Pero no todo era guerra. También aprendí a navegar en una wa‘a kaulua, siguiendo las estrellas y las corrientes, confiando en los secretos que el océano susurraba a quienes sabían escucharlo. Me uní a celebraciones donde el hula kahiko cobraba vida en los movimientos de los bailarines, sus gestos narraban epopeyas de dioses y ancestros. Sus cantos, los mele, resonaban en el aire con una belleza que podía sentirse en la piel.

La vida en la isla me permitió participar en la construcción de otro heiau, esta vez dedicado a Lono. Durante el Makahiki, me uní a los juegos y carreras, en aquel tiempo sagrado en el que las armas se silenciaban y la paz reinaba en la isla. Aprendí a deslizarme sobre las olas en una tabla de madera, un arte reservado a los ali‘i, y a competir en el holua, descendiendo por laderas de lava endurecida con un trineo de madera.

Los años pasaron y fui testigo de cambios sutiles pero firmes. Las reglas del kapu se reforzaban, la sociedad se organizaba con mayor rigidez y la tierra continuaba siendo trabajada con sabiduría. Vi crecer a niños que se convertían en guerreros, vi ancianos partir con la certeza de haber honrado a sus dioses. Mi estancia en aquellas tierras me dejó grabada la imagen de una civilización que vivía en perfecta armonía con su entorno, una cultura donde la naturaleza, el mar y la espiritualidad eran uno solo.
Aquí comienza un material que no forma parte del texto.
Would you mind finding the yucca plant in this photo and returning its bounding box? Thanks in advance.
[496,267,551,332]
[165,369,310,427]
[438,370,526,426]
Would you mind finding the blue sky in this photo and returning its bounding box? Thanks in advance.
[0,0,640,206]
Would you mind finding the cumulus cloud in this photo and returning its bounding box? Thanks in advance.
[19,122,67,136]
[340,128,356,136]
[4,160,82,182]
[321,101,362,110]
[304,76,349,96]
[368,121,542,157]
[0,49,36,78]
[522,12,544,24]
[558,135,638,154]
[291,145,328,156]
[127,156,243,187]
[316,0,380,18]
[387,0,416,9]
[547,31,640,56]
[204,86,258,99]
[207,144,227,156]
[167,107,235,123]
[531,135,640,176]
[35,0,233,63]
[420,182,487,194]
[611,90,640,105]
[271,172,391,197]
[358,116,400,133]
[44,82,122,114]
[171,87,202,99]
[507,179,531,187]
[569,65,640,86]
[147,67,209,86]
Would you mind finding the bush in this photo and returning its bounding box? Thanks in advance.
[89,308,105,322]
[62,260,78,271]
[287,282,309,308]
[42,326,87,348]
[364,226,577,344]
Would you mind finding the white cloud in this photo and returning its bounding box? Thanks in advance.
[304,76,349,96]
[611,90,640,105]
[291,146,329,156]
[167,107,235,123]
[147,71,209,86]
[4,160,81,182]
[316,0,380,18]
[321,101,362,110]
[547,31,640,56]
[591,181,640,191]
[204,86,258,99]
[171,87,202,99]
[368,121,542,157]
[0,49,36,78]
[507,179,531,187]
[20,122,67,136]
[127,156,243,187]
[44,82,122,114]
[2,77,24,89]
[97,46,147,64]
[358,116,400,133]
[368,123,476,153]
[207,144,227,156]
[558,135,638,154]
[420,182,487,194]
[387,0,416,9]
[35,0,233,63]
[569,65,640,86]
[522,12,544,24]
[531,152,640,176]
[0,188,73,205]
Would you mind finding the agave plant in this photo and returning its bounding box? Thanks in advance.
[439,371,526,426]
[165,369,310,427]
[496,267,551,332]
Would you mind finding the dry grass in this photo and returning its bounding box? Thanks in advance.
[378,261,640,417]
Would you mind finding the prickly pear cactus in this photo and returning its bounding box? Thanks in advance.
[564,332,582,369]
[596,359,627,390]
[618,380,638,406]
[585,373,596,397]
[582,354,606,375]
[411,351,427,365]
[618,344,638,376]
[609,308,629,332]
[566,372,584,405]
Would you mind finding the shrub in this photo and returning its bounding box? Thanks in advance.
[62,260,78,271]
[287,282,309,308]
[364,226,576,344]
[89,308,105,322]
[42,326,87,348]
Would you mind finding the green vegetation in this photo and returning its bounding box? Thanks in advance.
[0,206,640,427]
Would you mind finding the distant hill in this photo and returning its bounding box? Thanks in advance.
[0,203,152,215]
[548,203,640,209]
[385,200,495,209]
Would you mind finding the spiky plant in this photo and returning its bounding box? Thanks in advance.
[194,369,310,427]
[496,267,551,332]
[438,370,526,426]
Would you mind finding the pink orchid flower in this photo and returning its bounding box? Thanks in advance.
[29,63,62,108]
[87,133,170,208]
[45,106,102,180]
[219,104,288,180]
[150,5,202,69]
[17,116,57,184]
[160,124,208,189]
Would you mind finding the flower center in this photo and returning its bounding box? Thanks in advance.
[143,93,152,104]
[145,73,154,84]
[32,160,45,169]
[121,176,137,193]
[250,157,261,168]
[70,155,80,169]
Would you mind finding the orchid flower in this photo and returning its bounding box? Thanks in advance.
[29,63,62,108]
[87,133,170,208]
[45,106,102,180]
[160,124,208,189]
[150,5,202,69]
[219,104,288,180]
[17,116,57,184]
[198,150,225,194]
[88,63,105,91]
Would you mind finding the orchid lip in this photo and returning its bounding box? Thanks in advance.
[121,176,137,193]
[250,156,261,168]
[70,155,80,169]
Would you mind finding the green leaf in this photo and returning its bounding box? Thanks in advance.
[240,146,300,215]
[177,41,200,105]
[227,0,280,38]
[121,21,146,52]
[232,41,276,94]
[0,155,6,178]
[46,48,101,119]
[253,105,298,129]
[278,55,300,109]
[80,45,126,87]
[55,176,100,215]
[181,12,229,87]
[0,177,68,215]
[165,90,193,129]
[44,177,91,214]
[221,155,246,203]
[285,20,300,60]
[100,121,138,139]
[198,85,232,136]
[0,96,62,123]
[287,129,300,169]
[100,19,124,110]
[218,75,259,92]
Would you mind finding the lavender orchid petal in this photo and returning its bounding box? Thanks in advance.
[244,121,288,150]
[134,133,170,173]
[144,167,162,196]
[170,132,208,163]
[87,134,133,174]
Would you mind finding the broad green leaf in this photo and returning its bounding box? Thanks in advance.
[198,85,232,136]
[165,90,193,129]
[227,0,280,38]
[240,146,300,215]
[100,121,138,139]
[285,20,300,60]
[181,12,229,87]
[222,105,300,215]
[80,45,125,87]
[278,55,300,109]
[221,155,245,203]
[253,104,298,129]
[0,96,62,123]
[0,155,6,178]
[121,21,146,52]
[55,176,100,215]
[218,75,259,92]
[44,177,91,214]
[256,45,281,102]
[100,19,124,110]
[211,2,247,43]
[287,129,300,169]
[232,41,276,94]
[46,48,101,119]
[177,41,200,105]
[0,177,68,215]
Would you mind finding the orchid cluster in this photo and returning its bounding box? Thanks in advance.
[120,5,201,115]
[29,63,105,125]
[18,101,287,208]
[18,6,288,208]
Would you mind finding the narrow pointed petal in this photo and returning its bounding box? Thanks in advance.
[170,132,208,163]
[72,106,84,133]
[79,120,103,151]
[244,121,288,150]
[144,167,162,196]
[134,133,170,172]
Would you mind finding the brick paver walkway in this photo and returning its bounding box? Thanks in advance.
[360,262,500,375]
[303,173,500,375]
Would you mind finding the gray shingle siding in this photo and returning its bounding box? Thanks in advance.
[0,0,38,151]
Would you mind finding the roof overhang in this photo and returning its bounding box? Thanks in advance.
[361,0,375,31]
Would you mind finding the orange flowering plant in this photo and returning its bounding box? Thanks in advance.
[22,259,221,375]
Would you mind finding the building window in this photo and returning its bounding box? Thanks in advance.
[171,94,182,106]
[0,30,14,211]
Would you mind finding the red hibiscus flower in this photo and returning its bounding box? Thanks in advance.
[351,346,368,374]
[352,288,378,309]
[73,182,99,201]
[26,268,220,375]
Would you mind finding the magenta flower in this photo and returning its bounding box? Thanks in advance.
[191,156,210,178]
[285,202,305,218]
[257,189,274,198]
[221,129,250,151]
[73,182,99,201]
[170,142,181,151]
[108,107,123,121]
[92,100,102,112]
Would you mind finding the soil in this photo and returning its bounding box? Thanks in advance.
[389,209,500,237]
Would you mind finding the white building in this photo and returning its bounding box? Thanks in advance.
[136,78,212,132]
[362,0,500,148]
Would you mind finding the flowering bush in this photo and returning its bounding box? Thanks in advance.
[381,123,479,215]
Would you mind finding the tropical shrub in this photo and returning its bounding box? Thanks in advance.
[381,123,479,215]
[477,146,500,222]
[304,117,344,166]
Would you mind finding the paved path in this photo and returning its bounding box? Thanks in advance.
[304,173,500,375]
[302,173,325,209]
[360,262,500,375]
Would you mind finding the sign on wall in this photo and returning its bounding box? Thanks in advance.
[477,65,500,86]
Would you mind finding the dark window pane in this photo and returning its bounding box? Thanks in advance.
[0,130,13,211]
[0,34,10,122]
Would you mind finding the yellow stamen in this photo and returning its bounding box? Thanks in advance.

Cuando llegó el momento de partir, me despedí con la misma discreción con la que había llegado. Elevándome en el cielo nocturno, miré una vez más las hogueras encendidas en las aldeas y los templos que se alzaban entre la vegetación. Había aprendido mucho, pero sentía que aún me esperaba otro destino, una tierra aún más lejana, donde las estatuas de piedra miraban al horizonte con ojos eternos.